The core architecture employs a 6-layer Transformer encoder with 8 attention heads. This specific configuration was determined through empirical tuning to optimize the model’s capacity. We found that a depth of 6 layers provides the necessary capacity to model the complex, long-range temporal dependencies in cache traces without inducing overfitting. Simultaneously, the 8-head mechanism allows the model to map features into different subspaces for stronger representation, efficiently distinguishing between mixed attack types. This optimized structure directly contributes to the significant performance improvement from 66.73% (CNN) to over 94% (Transformer) as reported in our results, while maintaining a reasonable computational overhead. Consequently, the multi-head self-attention dynamically models both local spike patterns in Flush+Reload signatures and global periodic structures in Prime+Probe sequences. This enables the Transformer-based Cache-attack Detection System to achieve 94.00% multi-attack classification accuracy—a 27.27% absolute improvement over CNN.

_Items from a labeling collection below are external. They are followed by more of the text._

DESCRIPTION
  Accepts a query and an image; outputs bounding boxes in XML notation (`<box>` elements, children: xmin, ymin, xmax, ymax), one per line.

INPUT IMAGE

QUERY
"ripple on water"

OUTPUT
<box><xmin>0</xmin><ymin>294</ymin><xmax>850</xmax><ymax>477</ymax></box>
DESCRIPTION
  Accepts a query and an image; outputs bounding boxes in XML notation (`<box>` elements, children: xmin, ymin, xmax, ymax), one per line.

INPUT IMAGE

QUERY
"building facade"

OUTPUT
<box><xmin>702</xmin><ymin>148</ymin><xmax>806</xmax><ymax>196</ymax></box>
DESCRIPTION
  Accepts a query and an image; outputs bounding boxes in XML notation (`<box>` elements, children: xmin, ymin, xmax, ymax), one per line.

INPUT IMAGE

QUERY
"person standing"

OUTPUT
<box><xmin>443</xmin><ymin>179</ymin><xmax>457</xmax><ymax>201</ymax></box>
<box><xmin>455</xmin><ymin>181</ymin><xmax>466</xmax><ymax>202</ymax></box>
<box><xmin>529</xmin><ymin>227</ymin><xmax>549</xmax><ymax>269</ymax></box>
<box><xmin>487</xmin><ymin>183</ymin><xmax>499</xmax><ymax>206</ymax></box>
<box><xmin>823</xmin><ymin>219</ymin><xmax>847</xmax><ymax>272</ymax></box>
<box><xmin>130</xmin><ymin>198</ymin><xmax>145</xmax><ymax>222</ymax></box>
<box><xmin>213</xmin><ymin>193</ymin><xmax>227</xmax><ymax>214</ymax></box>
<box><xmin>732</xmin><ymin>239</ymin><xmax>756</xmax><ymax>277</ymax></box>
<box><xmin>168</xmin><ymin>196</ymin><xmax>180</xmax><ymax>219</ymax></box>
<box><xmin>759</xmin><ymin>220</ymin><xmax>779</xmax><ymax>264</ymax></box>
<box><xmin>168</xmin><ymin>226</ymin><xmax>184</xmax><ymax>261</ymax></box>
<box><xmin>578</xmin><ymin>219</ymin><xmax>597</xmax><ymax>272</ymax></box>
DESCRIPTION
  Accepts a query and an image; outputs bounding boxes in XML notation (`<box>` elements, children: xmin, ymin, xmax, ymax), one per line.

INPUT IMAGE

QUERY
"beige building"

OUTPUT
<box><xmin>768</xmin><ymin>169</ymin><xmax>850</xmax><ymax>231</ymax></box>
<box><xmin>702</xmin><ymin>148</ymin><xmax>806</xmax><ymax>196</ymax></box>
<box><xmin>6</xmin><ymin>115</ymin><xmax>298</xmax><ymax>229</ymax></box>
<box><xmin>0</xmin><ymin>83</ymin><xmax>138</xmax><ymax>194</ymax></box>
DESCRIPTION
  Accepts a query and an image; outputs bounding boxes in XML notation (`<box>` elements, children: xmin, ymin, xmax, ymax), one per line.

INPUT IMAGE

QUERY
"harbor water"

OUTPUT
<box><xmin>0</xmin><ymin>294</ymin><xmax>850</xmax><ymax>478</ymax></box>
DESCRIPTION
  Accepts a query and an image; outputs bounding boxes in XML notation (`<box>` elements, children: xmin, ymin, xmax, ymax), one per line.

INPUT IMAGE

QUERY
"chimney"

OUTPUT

The Transformer’s attention mechanism fundamentally enhances side-channel detection by enabling specialized feature extraction through parallel attention heads. Heads 1–2 concentrate on micro-timing signatures below 50 CPU cycles that are indicative of Flush+Reload cache hits. In contrast, heads 3–5 detect set contention patterns that reveal Prime+Probe evictions, characterized by their distinctive latency profiles, which range from 200 to 500 cycles. Notably, heads 6–8 capture cross-attack interactions. Flush operations in Flush+Reload, for instance, may interfere with the timing of subsequent Prime+Probe probes. This observable interaction enables the model to detect coordinated multi-vector attacks that single-vector detectors might miss. This architectural innovation improves classification accuracy and reduces model parameters by 37.5%. It also achieves an inference latency of 1.9 milliseconds, enabling real-time processing of 520 traces per second on commodity GPUs. The system further adopts a joint optimization strategy with an auxiliary key-byte prediction task, enhancing both attack classification and key recovery performance.

4. Evaluation

4.1. Experimental Setup

To evaluate the performance of the proposed deep learning models quantitatively, we established a rigorous data collection and preprocessing pipeline. All experiments were conducted in a virtualized environment to simulate a realistic cloud scenario.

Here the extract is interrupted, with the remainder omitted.